Enquanto a Portuguesa comemorava seu primeiro título, o Reizinho do Canindé despertava o interesse de outros gigantes do futebol brasileiro pelo futebol agudo e irresistível.

“O Dener era são-paulino de infância, mas estava entusiasmado com a possibilidade de defender o Corinthians. Ele dizia que não via hora de entrar no Parque São Jorge com o ‘Passário Branco’. Era assim que ele chamava o carro dele”, contou a viúva do craque, Luciana, mãe de dois filhos de Dener.

Com apenas 20 anos o jogador teve sua primeira chance com a camisa da Seleção Brasileira e estreou contra a Argentina em Buenos Aires. 


Jogou poucos minutos, é verdade, mas iniciou a jogada que culminou no terceiro gol brasileiro.
  
Em 1993, acabou sendo emprestado para o Grêmio e fez a exigente torcida gaúcha se apaixonar por ele, por seus dribles e pelo título conquistado. 

No fim do empréstimo, o jogador retornou à Portuguesa para disputar o Campeonato Brasileiro mas foi no Campeonato Paulista que marcaria um dos gols mais bonitos de sua curta carreira.

“Na hora em que ele chega no último adversário, eu vejo que ele faz a falta no Silva, ali na meia-lua da área. Eu trago o apito na boca, mas falo: “É um pecado parar esse lance, se ele faz um gol maravilhoso desse, ninguém vai lembrar da falta.
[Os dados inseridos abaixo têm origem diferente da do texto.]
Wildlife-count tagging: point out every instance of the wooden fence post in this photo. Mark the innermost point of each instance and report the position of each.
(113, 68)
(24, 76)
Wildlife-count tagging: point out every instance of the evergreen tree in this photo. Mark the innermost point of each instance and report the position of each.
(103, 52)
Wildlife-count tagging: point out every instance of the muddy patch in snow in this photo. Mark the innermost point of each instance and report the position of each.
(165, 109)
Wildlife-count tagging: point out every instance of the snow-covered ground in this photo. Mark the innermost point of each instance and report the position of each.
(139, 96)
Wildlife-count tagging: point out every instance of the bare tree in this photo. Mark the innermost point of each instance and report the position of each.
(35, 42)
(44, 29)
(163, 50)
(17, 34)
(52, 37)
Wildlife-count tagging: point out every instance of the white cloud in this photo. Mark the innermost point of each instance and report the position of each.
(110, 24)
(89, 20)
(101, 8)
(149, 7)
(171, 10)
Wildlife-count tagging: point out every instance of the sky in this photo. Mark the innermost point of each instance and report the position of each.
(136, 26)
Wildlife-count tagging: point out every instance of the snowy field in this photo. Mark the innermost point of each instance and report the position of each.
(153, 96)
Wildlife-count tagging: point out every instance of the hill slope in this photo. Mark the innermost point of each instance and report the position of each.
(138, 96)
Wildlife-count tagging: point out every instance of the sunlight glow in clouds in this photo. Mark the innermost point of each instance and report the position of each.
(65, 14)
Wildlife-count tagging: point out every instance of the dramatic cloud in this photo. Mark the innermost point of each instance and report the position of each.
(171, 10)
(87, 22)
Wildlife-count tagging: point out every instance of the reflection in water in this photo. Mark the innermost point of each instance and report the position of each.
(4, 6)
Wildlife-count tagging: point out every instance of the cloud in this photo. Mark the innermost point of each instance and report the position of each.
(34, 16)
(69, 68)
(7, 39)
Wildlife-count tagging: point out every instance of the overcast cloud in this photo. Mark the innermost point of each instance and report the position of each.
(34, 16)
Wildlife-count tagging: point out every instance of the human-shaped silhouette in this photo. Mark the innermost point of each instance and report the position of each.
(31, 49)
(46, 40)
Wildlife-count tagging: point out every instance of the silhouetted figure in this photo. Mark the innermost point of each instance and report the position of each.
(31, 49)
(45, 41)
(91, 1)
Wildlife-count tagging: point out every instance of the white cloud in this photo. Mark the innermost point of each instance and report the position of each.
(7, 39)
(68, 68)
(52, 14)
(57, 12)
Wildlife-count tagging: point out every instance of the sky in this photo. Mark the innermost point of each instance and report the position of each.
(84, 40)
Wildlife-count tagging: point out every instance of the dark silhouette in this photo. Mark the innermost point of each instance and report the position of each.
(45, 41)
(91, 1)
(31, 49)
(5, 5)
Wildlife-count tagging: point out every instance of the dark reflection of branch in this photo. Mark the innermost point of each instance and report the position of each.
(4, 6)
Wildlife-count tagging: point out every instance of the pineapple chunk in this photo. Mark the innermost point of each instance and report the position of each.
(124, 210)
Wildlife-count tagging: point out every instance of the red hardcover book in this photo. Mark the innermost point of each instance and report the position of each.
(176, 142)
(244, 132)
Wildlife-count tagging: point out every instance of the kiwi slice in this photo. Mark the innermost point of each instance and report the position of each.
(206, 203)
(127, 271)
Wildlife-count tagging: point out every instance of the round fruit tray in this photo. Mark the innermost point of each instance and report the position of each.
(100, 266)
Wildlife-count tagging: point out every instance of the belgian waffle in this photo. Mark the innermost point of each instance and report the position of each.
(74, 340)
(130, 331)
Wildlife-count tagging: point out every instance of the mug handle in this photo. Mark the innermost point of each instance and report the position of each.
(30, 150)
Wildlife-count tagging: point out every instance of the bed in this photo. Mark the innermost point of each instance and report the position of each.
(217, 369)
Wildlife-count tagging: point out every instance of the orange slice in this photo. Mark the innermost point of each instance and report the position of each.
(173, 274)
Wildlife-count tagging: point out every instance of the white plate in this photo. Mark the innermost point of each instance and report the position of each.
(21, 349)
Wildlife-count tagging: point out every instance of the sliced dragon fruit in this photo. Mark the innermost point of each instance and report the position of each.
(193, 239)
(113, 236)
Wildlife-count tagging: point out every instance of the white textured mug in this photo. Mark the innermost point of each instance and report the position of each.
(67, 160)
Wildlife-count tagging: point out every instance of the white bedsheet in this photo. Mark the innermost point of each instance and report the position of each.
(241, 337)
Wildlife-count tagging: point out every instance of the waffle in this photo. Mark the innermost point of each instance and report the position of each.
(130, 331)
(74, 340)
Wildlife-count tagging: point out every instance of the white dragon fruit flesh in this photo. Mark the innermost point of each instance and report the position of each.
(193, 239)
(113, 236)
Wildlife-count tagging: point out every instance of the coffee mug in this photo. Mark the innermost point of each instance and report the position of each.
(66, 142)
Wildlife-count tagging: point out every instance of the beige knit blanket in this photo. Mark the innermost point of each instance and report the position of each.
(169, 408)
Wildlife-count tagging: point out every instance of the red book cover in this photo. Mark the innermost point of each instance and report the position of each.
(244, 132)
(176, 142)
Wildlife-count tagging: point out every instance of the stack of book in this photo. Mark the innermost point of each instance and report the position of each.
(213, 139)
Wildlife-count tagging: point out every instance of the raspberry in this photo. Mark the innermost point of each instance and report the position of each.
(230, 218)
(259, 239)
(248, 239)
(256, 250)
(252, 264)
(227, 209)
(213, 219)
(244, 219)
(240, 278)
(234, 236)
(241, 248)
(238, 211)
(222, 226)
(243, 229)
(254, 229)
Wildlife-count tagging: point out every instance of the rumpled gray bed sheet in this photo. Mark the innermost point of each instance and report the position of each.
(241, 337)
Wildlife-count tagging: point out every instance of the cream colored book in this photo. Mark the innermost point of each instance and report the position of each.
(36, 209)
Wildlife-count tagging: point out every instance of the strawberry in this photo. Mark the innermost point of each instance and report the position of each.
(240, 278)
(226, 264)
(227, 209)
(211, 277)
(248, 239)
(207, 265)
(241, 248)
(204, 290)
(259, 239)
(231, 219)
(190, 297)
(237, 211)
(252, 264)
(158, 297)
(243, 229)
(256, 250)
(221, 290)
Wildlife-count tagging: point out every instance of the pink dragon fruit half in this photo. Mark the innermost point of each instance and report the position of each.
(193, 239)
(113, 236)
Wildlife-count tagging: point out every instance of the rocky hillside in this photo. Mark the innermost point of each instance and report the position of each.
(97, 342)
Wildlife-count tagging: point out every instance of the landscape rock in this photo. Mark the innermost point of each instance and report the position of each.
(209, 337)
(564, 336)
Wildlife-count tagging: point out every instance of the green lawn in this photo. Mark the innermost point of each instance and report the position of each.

Se eu marcar e ele fizer, todo mundo vai reclamar de tantos lances, tantas faltas que os juízes erram…” Então falei: que se dane o Santos, que se dane o Silva, eles vão me perdoar, porque quero que fique perpetuado esse lance. Deixei passar e foi um gol que entrou para a história”, disse à época o ex-árbitro Oscar Roberto de Godói, na vitória da Portuguesa por 4 a 2 sobre o Santos.

Com uma joia rara mais preciosa que ouro de ofir nas mãos, os cartolas da Lusa criaram obstáculos para negociá-lo em definitivo e mesmo cobiçado por grandes equipes paulistas, sua negociação foi vetada de imediato.

Coisas que a estupidez humana produz nos cartolas em nome da rivalidade.

Então, não restou solução se não fosse emprestá-lo novamente.

Foi aí que o mais famoso e abusado camisa 10 do Canindé trocou a cruz da Lusa pela Cruz de Malta e chegou à Cidade Maravilhosa, em 1994.


Logo em um amistoso contra o deus argentino Maradona, no seu retorno aos gramados na Argentina, pelo Newell´s Old Boys, Dener acabou aprontando uma das suas ao passar por cinco jogadores só parando nas mãos do goleiro Norberto Scoponi.
   
Na sequência, Don Diego olhou surpreso aquilo e após o jogo foi cumprimentá-lo.

Pelo time de São Januário, Dener não fez muitas partidas, mas mesmo assim entrou na galeria dos grandes jogadores da história do Gigante da Colina, quando seu carro, o Mitsubshi Eclipse, placa DNR-0010 – São Paulo, chocou-se com uma árvore na Lagoa Rodrigo de Freitas, bairro da Zona Sul do Rio, no dia 19 de abril de 1994 por volta das 5h45 da madrugada.

“Ficamos felizes pelo título, mas a morte do Dener foi algo trágico. Ele era um excelente jogador. Ele era considerado problemático, mas nunca tive qualquer tipo de dor de cabeça com ele”, conta o técnico Jair Pereira, o último comandante de Dener ao Museu da Pelada.

O Vasco conquistou o título e dedicou em memória de seu camisa 10.

Portanto, mês passado completou 24 anos de sua morte.

E nessa manha, ouvi “É tão estranho, os bons morrem jovens, assim parecer ser quando me lembro de você que acabou indo embora cedo demais”… na voz potente de Renato Russo, e indubitavelmente, foi  uma maneira de lembrar daquele que foi sem sombra de dúvidas, o maior driblador que o futebol brasileiro já teve.